In the first days of cinema, movies themselves were preshow entertainment, a kind of intermission between live vaudeville acts. Once features were the main attraction, there were cartoons, newsreels, shorts. During the Great Depression, to lure people back, theater owners in the Midwest would have giveaway nights, awarding dinnerware and even pets. Disney wildlife shorts preceded Disney films. As drive-ins became popular in the 1950s, theaters focused on concession stands: That iconic 'Let's All Go to the Lobby' spot starring dancing hot dogs and popcorn bags may be the most famous preshow entertainment ever. For decades, the Showcase Cinemas chain was known for sending ushers into theaters, shaking cans and soliciting change for the Dana-Farber Cancer Institute in Boston. But gradually, advertising took over. Trailers were the whole preshow, alongside traditional TV ads, PSAs about theater policies, and in the late 1970s and early 1980s, even lobbying campaigns from theater owners spooked by cable TV, warning of the death of 'free TV.'
Laird Jimenez, the director of video content for Alamo, thinks of their preshow as continuing the older tradition, rarely practiced now, fed by the online libraries of archival footage and original video floods that the 21st century has been awash with. (Alamo gets permission, though does not pay, the creators of any material it pulls from YouTube or elsewhere.) But Jimenez also admits, they're leaving money, a lot of money, on the table in the service of a theater experience. '(The preshow) is probably not the economically best decision considering the labor hours it takes to make them and the fact it's screen time we could use — that's money we're losing, not running Chrysler ads.'
A recent poll of theater owners, reported by Variety, and conducted by analyst Stephen Follows and the online trade publication Screendollars, found that more than 55% of movie exhibitors believe the movie theater, as an institution, has maybe 20 years left. And still, other than movie trailers, Alamo does not run advertising, as a company policy.

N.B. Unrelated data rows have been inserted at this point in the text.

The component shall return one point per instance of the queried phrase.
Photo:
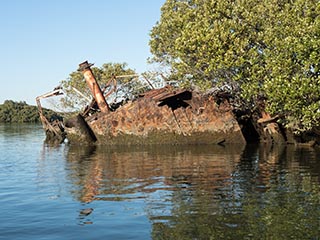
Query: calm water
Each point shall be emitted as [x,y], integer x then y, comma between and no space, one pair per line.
[190,192]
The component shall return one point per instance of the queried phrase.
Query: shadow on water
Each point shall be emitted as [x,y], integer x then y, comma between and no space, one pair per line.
[205,192]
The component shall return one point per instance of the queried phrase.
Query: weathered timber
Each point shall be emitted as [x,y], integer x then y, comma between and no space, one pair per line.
[166,116]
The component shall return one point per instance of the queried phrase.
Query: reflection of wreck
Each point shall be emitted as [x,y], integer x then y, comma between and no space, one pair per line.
[160,116]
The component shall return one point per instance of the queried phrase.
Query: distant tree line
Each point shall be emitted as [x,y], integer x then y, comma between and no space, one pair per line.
[21,112]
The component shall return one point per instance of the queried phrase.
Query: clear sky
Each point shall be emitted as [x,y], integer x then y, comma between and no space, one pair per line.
[43,41]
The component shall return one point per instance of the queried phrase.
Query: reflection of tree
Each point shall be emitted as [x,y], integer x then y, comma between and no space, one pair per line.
[207,192]
[263,201]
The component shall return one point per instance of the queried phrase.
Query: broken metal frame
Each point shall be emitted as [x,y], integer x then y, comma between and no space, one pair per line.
[45,122]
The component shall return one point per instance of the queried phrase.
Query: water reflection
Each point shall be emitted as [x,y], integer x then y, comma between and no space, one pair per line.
[115,174]
[204,192]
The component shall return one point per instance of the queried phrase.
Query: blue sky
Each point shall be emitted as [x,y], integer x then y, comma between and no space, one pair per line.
[43,41]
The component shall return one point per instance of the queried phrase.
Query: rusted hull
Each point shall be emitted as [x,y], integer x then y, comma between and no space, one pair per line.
[180,118]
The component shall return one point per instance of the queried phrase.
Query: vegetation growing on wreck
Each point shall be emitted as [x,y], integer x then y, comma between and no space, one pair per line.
[270,48]
[18,112]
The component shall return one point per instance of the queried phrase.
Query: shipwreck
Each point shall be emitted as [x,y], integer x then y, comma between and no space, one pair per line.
[166,115]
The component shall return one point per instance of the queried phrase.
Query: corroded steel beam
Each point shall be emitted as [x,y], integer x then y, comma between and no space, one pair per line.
[85,68]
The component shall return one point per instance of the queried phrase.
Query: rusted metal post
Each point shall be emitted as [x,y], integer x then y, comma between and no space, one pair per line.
[93,85]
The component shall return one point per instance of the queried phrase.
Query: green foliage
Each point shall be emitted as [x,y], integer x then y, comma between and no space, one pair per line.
[19,112]
[126,86]
[271,48]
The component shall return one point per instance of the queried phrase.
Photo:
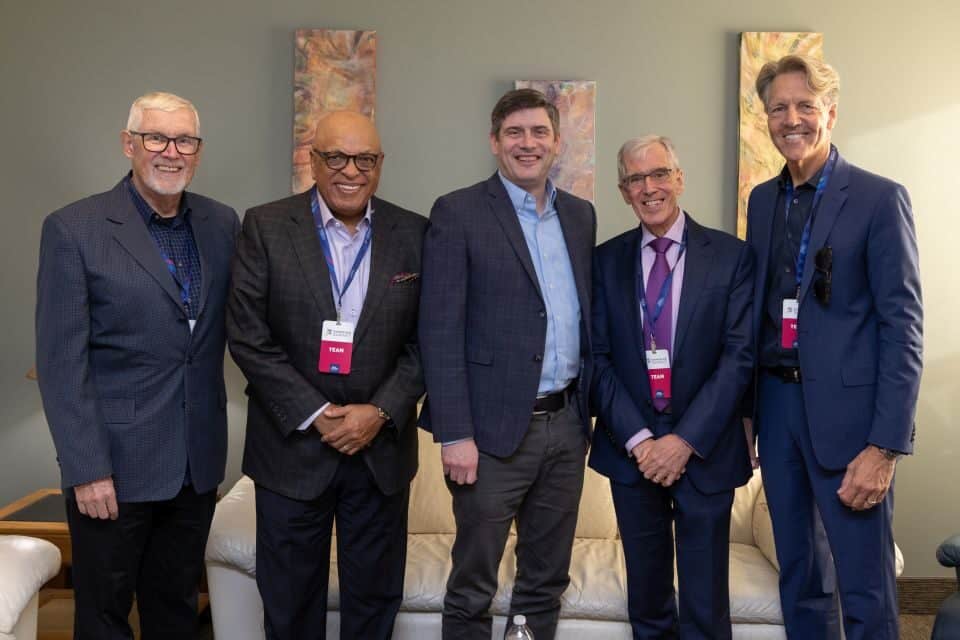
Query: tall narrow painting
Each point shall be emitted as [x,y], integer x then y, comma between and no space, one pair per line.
[333,70]
[576,100]
[759,159]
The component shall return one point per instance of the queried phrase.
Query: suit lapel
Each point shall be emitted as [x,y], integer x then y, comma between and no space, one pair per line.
[204,239]
[824,218]
[306,245]
[133,236]
[506,215]
[699,256]
[383,264]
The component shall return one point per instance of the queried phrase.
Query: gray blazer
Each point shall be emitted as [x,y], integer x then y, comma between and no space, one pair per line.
[128,391]
[280,297]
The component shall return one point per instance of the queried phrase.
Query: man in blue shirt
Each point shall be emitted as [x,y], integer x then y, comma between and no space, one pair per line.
[505,343]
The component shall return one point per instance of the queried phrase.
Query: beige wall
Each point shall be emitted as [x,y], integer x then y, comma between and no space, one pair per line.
[71,69]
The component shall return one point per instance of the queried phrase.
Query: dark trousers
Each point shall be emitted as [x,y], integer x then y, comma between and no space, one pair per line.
[293,557]
[539,486]
[809,522]
[646,515]
[153,549]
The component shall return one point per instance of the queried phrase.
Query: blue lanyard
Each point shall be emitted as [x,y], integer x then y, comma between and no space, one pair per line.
[652,318]
[817,196]
[328,254]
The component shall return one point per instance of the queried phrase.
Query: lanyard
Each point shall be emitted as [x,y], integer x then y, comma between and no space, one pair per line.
[817,196]
[652,318]
[328,254]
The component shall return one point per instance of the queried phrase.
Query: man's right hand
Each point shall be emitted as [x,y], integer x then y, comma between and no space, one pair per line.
[460,461]
[97,499]
[325,425]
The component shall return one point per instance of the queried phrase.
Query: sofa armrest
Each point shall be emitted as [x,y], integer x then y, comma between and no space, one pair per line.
[26,564]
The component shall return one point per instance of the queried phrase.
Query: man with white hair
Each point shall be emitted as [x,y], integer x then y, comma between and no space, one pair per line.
[130,341]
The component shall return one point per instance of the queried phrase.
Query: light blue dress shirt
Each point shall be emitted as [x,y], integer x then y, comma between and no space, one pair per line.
[548,251]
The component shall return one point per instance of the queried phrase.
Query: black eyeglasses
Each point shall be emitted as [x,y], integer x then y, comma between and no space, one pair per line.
[822,286]
[338,160]
[158,143]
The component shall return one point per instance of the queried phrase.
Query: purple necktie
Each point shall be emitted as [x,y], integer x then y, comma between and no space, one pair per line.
[661,331]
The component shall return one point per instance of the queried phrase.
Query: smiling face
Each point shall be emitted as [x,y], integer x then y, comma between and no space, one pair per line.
[526,147]
[654,201]
[346,191]
[158,176]
[800,124]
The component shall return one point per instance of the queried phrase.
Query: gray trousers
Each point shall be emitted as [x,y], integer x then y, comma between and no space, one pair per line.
[539,486]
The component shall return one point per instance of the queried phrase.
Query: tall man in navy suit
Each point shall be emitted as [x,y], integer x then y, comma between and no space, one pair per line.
[672,357]
[838,324]
[130,338]
[504,334]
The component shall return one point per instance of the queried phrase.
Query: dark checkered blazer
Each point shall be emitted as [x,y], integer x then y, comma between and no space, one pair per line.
[482,317]
[280,297]
[128,391]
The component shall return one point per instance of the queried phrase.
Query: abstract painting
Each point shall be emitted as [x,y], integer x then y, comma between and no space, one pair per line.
[576,100]
[333,70]
[759,159]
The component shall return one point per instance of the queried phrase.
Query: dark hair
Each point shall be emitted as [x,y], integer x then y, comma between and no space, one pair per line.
[520,99]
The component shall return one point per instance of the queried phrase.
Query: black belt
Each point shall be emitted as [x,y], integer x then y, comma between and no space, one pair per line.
[552,401]
[787,374]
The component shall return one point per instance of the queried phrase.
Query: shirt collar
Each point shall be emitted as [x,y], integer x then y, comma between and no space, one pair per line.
[675,232]
[328,218]
[518,196]
[146,211]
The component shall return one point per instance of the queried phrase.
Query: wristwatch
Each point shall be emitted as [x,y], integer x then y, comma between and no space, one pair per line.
[889,454]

Instead, as Rome burns, a team of three young guys in its Austin headquarters, with backgrounds in film school, film preservation, video stores and film festivals, pump out five to 10 30-minute preshows a week. There is some recycling, but almost every new movie that opens — as well as older repertoire films it shows, such as 'Jaws' and 'Mean Girls' — gets a new 30-minute preshow.

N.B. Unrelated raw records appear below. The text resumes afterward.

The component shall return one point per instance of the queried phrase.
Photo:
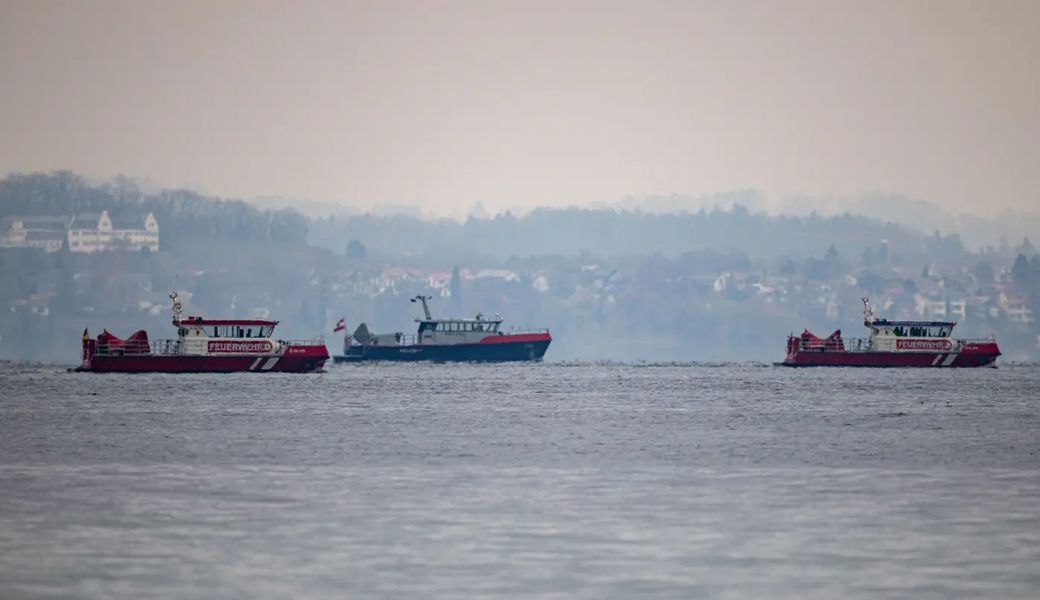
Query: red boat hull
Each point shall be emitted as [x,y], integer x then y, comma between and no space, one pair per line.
[971,355]
[295,360]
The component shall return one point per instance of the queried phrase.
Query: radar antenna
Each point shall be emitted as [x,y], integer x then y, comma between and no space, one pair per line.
[425,307]
[868,317]
[176,309]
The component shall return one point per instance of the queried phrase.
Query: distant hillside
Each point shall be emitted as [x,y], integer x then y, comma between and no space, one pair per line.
[607,232]
[184,216]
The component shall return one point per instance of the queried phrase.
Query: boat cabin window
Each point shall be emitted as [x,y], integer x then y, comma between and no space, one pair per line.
[239,331]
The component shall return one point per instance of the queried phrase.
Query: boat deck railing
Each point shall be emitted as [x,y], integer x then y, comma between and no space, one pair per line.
[137,348]
[865,344]
[838,345]
[172,346]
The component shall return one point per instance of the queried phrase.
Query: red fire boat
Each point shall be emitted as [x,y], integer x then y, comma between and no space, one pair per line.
[891,344]
[204,345]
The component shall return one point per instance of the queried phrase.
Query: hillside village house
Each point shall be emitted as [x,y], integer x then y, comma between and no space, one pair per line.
[47,233]
[84,233]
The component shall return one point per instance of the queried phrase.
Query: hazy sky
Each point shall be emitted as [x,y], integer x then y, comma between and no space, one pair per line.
[445,104]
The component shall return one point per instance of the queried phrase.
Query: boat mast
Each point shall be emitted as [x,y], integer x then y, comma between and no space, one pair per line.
[868,317]
[425,307]
[176,309]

'A lot of original pieces we make simply come out of a passion we have for something,' said Ray Loyd, senior content producer. So, instead of car ads, you get a history of Black westerns, relayed by Black film scholars. Or an old TV spot with George Takei, in Sulu regalia, shilling for the Milwaukee County Transit System. Or a study of how 'Dune' influenced '70s progressive rock. Or director Edgar Wright explaining the nuances of car chases. Or an essay on questions left by 'Cats,' including: If cats have fur naturally, why do cats in the film 'Cats' wear fur coats?

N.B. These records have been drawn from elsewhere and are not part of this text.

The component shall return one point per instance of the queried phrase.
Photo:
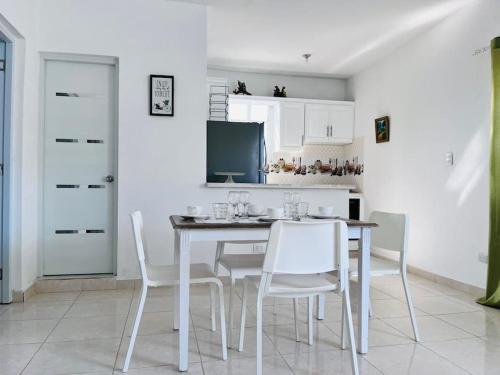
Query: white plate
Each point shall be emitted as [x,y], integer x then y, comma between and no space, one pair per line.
[272,219]
[324,217]
[192,217]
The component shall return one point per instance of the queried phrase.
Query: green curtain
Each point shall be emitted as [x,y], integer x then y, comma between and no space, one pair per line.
[492,297]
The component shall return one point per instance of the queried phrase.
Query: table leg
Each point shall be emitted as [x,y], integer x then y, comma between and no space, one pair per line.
[176,288]
[364,289]
[183,301]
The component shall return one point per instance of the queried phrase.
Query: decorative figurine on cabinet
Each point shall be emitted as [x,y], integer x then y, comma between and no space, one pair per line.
[242,89]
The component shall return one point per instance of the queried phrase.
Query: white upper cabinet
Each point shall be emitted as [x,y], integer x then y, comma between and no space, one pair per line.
[329,123]
[291,125]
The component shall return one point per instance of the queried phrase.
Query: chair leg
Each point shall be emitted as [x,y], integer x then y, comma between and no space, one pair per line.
[243,315]
[310,305]
[212,308]
[222,322]
[259,335]
[137,322]
[231,315]
[343,327]
[410,307]
[296,318]
[350,327]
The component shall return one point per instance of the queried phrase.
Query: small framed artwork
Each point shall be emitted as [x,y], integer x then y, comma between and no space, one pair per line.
[382,128]
[161,95]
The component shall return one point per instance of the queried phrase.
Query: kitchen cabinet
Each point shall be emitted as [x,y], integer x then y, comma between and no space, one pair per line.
[329,123]
[291,125]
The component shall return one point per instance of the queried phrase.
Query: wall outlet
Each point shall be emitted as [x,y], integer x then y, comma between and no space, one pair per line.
[483,258]
[448,158]
[259,248]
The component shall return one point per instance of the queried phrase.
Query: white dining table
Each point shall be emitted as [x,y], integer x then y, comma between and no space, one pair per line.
[189,231]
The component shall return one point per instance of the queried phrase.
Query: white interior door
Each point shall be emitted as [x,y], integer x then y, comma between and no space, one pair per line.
[79,168]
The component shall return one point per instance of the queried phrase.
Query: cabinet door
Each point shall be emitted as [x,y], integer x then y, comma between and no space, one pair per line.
[317,122]
[342,122]
[291,125]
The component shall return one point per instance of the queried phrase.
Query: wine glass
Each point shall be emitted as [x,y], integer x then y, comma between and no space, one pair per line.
[244,200]
[233,199]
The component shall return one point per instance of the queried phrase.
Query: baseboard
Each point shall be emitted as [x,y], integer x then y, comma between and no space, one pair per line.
[72,284]
[21,296]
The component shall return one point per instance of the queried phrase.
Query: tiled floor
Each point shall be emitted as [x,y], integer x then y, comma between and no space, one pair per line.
[88,333]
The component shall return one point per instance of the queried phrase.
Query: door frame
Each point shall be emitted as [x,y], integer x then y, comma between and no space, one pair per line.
[5,251]
[45,57]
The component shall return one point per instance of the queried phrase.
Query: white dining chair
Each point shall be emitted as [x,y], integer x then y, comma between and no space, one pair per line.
[390,235]
[239,266]
[156,276]
[299,259]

The recent 'Nosferatu' got an extensive history of the vampire genre. 'My favorite stuff is when we can show the breadth of everything in movies,' said Zane Gordon-Bouzard, an Alamo video producer. 'We have this platform and we can show people there is a rich world of not only cinema, but videos, old TV — all worth preserving and watching.'
The result, sitting there waiting for your movie, is like having a friend show you this cool YouTube sketch, and now this insane commercial, and now this weird music video, then stopping to describe how 'Lilo & Stitch' fits into the rich tradition of knockoffs of 'E.T. the Extra-Terrestrial.' Surprisingly, in this instance, with an audience, it's worth the ticket.